After 1990, however, Congress put a five-year limit on appropriations spending. After that period, an account is considered closed and can no longer be used.

However, the law does allow agency officials to make adjustments in the records of those closed accounts, said Jeff.rey Steinhoff, GAO's managing director of financial management and assurance.

DOD has made broad use of those adjustments. The GAO report states that from 1990 through Sept. 30, 1999, DOD adjusted 333 closed accounts valued at $26 billion. By comparison, during the same period, all other federal agencies combined made adjustments affecting 21 closed accounts valued at $5 million.
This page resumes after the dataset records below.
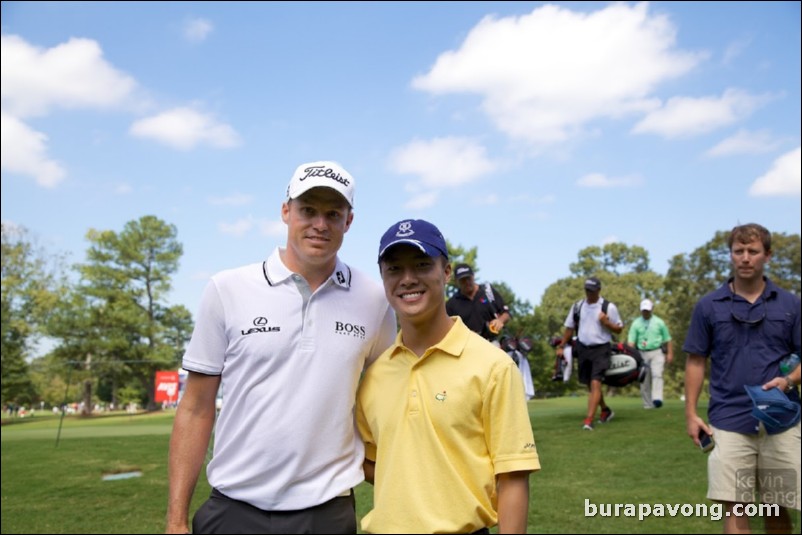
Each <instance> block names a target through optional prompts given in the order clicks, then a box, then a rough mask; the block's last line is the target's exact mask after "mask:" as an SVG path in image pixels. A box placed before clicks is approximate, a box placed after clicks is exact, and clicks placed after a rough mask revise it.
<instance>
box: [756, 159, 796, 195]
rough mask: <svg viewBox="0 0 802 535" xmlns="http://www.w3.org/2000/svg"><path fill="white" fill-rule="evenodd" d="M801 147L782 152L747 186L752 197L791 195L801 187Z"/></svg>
mask: <svg viewBox="0 0 802 535" xmlns="http://www.w3.org/2000/svg"><path fill="white" fill-rule="evenodd" d="M801 169H802V149H800V147H797V148H796V149H794V150H792V151H791V152H788V153H786V154H783V155H782V156H780V157H779V158H777V159H776V160H774V163H773V164H772V166H771V169H769V171H768V172H767V173H766V174H765V175H763V176H761V177H759V178H758V179H757V180H755V182H754V183H753V184H752V187H751V188H749V195H751V196H753V197H793V196H798V195H799V194H800V189H802V170H801Z"/></svg>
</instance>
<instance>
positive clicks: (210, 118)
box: [129, 107, 240, 150]
mask: <svg viewBox="0 0 802 535" xmlns="http://www.w3.org/2000/svg"><path fill="white" fill-rule="evenodd" d="M129 132H130V133H131V134H132V135H134V136H137V137H142V138H150V139H153V140H155V141H158V142H160V143H164V144H165V145H169V146H171V147H173V148H177V149H181V150H189V149H192V148H194V147H196V146H197V145H199V144H206V145H209V146H212V147H217V148H229V147H234V146H237V145H239V143H240V140H239V135H238V134H237V133H236V131H235V130H234V129H233V128H231V127H230V126H229V125H227V124H223V123H219V122H218V121H217V120H216V119H215V118H214V117H213V116H211V115H209V114H204V113H201V112H199V111H196V110H194V109H192V108H187V107H181V108H173V109H171V110H167V111H165V112H162V113H160V114H158V115H155V116H153V117H148V118H146V119H140V120H138V121H136V122H134V124H133V125H131V128H130V130H129Z"/></svg>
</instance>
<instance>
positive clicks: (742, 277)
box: [682, 223, 802, 533]
mask: <svg viewBox="0 0 802 535" xmlns="http://www.w3.org/2000/svg"><path fill="white" fill-rule="evenodd" d="M727 245H728V247H729V250H730V262H731V264H732V276H731V277H730V278H729V279H728V280H726V281H725V282H724V283H723V284H722V285H721V286H720V287H719V288H718V289H716V290H714V291H712V292H710V293H708V294H707V295H705V296H703V297H702V298H701V299H700V300H699V301H698V302H697V303H696V305H695V306H694V309H693V314H692V316H691V323H690V327H689V329H688V334H687V337H686V338H685V344H684V345H683V348H682V349H683V350H684V351H685V352H686V353H688V358H687V360H686V364H685V421H686V430H687V433H688V436H689V437H691V439H692V440H693V442H694V443H695V444H696V445H699V444H700V436H699V433H700V431H701V432H703V433H706V434H708V435H713V438H714V439H715V446H714V448H713V450H712V452H711V453H710V457H708V460H707V477H708V483H707V498H708V499H710V500H714V501H717V502H721V503H723V504H724V509H725V517H724V533H749V532H750V526H749V518H748V517H747V516H745V515H742V514H740V515H739V514H734V513H738V512H739V511H738V510H734V509H735V507H736V506H741V511H742V510H743V509H742V507H743V506H744V505H745V504H747V503H749V504H751V503H752V502H753V501H754V495H753V493H754V492H755V491H756V490H757V491H758V493H757V494H758V499H759V501H761V502H762V503H774V504H777V505H779V506H780V507H779V515H774V514H769V515H766V516H764V523H765V529H766V533H791V530H792V524H791V518H790V515H789V513H788V508H793V509H796V510H799V509H800V496H799V493H800V473H802V467H800V459H801V458H802V452H800V424H799V420H797V421H796V423H795V424H794V425H791V426H790V427H788V428H785V429H780V428H768V427H766V426H765V424H764V423H763V422H762V421H760V420H758V419H757V418H756V417H755V416H754V415H753V412H752V411H753V404H752V401H751V398H750V395H749V394H748V393H747V391H746V389H745V387H746V386H754V385H760V386H761V387H762V390H763V391H769V390H772V389H779V390H781V391H783V392H785V393H786V395H787V399H789V400H790V401H791V402H793V403H796V404H797V407H796V408H797V410H798V404H799V393H798V391H797V385H798V384H799V382H800V369H799V366H797V367H796V368H795V369H794V370H792V371H790V372H789V373H788V374H787V375H783V374H782V372H781V371H780V363H781V362H782V361H783V359H784V358H785V357H786V356H787V355H789V354H791V353H796V354H797V355H798V354H799V351H800V338H801V337H802V334H800V333H802V324H801V323H800V315H801V313H800V299H799V297H798V296H796V295H794V294H792V293H791V292H788V291H785V290H783V289H782V288H780V287H779V286H777V285H776V284H775V283H774V282H772V281H771V279H769V278H768V277H766V276H765V273H764V272H765V268H766V265H767V264H768V263H769V261H770V260H771V253H772V249H771V234H770V233H769V231H768V230H767V229H766V228H765V227H763V226H761V225H758V224H756V223H749V224H746V225H739V226H736V227H735V228H733V229H732V231H731V232H730V235H729V238H728V241H727ZM708 359H710V402H709V407H708V410H707V416H708V418H709V421H710V424H709V425H708V424H706V423H705V422H704V420H703V419H702V418H701V417H700V416H699V415H698V412H697V405H698V402H699V395H700V393H701V391H702V386H703V384H704V380H705V369H706V364H707V360H708ZM776 393H777V394H781V392H776ZM792 406H793V405H792ZM756 482H761V484H760V485H757V486H756Z"/></svg>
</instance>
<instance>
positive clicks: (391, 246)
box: [379, 238, 443, 259]
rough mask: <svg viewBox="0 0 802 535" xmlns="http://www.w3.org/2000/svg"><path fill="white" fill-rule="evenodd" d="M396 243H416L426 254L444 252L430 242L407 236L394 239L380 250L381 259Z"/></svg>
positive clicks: (396, 243) (425, 253) (379, 258)
mask: <svg viewBox="0 0 802 535" xmlns="http://www.w3.org/2000/svg"><path fill="white" fill-rule="evenodd" d="M396 245H414V246H415V247H417V248H418V249H419V250H420V251H421V252H422V253H423V254H425V255H426V256H440V255H442V254H443V251H441V250H440V249H438V248H437V247H434V246H432V245H429V244H428V243H423V242H422V241H418V240H411V239H409V238H405V239H400V240H395V241H392V242H390V243H388V244H387V245H385V246H384V248H383V249H382V250H381V251H379V259H381V257H383V256H384V254H385V253H386V252H387V251H388V250H390V249H391V248H393V247H395V246H396Z"/></svg>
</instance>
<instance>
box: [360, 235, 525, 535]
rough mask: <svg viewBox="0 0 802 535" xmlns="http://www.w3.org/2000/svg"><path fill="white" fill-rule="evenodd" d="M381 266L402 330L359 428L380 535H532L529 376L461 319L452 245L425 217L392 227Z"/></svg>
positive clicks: (384, 357) (376, 523) (379, 250)
mask: <svg viewBox="0 0 802 535" xmlns="http://www.w3.org/2000/svg"><path fill="white" fill-rule="evenodd" d="M378 257H379V271H380V273H381V278H382V282H383V283H384V291H385V295H386V296H387V300H388V301H389V302H390V304H391V305H392V307H393V309H394V310H395V311H396V314H397V316H398V320H399V323H400V326H401V330H400V332H399V333H398V335H397V337H396V340H395V343H394V344H393V345H392V346H390V348H388V349H387V350H386V351H385V352H384V353H383V354H382V355H381V356H380V357H379V358H378V360H377V361H376V362H375V363H374V364H373V365H372V366H371V367H370V368H368V370H367V371H366V372H365V375H364V378H363V380H362V382H361V383H360V386H359V392H358V394H357V425H358V426H359V432H360V434H361V435H362V438H363V440H364V441H365V476H366V479H367V481H368V482H371V483H373V485H374V491H373V509H372V510H371V511H370V512H369V513H368V514H367V515H366V516H365V517H364V518H363V520H362V529H363V530H364V531H366V532H368V533H489V531H488V528H489V527H491V526H494V525H496V524H498V532H499V533H525V532H526V528H527V518H528V508H529V473H530V472H532V471H535V470H539V469H540V462H539V460H538V455H537V449H536V447H535V441H534V438H533V435H532V426H531V422H530V420H529V414H528V411H527V406H526V400H525V399H524V388H523V384H522V382H521V374H520V373H519V372H518V369H517V368H516V366H515V363H514V362H513V360H512V359H511V358H510V357H509V356H508V355H507V354H506V353H504V351H502V350H501V349H499V348H497V347H495V346H494V345H493V344H491V343H490V342H488V341H487V340H485V339H483V338H481V337H480V336H479V335H478V334H476V333H474V332H471V330H470V329H468V328H467V327H466V326H465V324H464V323H463V322H462V319H461V318H460V317H459V316H456V317H449V315H448V313H447V312H446V307H445V299H444V296H445V286H446V282H447V281H448V279H449V277H450V276H451V264H450V263H449V261H448V251H447V249H446V241H445V239H444V238H443V235H442V234H441V233H440V231H439V230H438V229H437V227H435V226H434V225H432V224H431V223H429V222H428V221H423V220H404V221H400V222H398V223H396V224H395V225H393V226H391V227H390V228H389V229H388V230H387V232H385V233H384V235H383V236H382V238H381V242H380V245H379V255H378Z"/></svg>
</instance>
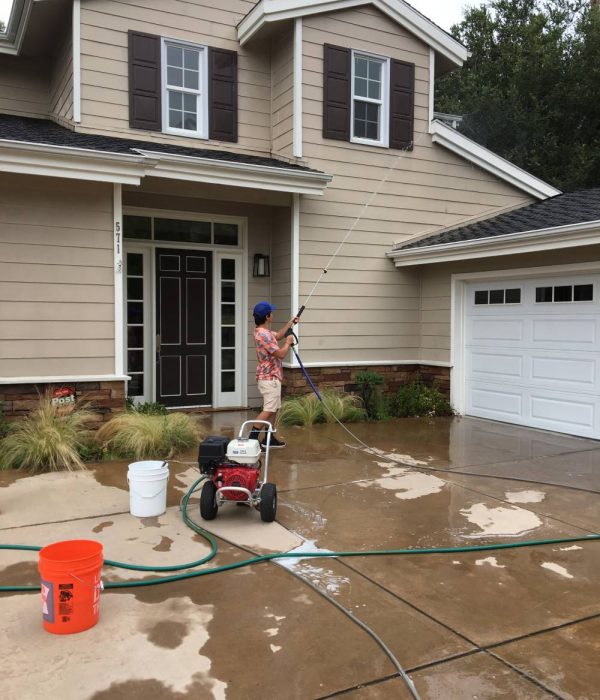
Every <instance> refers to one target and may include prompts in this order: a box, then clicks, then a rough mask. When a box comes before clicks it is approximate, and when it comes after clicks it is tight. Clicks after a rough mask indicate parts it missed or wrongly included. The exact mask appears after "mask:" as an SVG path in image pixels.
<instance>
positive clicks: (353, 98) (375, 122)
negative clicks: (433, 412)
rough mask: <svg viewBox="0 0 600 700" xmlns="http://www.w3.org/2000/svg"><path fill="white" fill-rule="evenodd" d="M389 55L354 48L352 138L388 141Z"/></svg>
mask: <svg viewBox="0 0 600 700" xmlns="http://www.w3.org/2000/svg"><path fill="white" fill-rule="evenodd" d="M389 75H390V61H389V58H383V57H381V56H374V55H372V54H368V53H363V52H360V51H352V111H351V141H353V142H354V143H364V144H368V145H370V146H383V147H385V148H387V146H388V144H389V111H390V104H389V92H390V90H389Z"/></svg>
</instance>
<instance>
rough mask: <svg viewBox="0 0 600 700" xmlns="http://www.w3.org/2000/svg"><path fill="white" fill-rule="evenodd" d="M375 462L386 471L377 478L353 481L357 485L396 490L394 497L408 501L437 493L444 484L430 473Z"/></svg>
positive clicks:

Adjustments affecting closed DOD accounts during fiscal 2000 alone exceeded $2.7 billion, Steinhoff said.

DOD officials told lawmakers that they are taking steps to make short- and long-term improvements. The Defense Finance and Accounting Service is changing its systems to recognize and prohibit adjustments to canceled appropriations and prohibit proposed adjustments not enacted at the time of the original payment, said JoAnn Boutelle, director of commercial pay services at DFAS.

This will create more checks and balances in the process, said DFAS Director Thomas Bloom.

Meanwhile, DOD is working to create an enterprisewide financial management architecture that will make such adjustments unnecessary, said Tina Jonas, DOD's deputy undersecretary for financial management. However, even the Pentagon's optimistic schedule does not call for DOD's financial systems to be fixed for at least six years.

Lawmakers continue to express frustration. Rep. Jan Schakowsky (D-Ill.), the subcommittee's ranking minority member, said Congress should not give DOD a budget increase until there is some indication that the issue is under control.

"I don't know what it is going to take to give top-level DOD personnel a wake-up call," she said. "Until DOD gets its financial house in order, it should not be rewarded with an increase."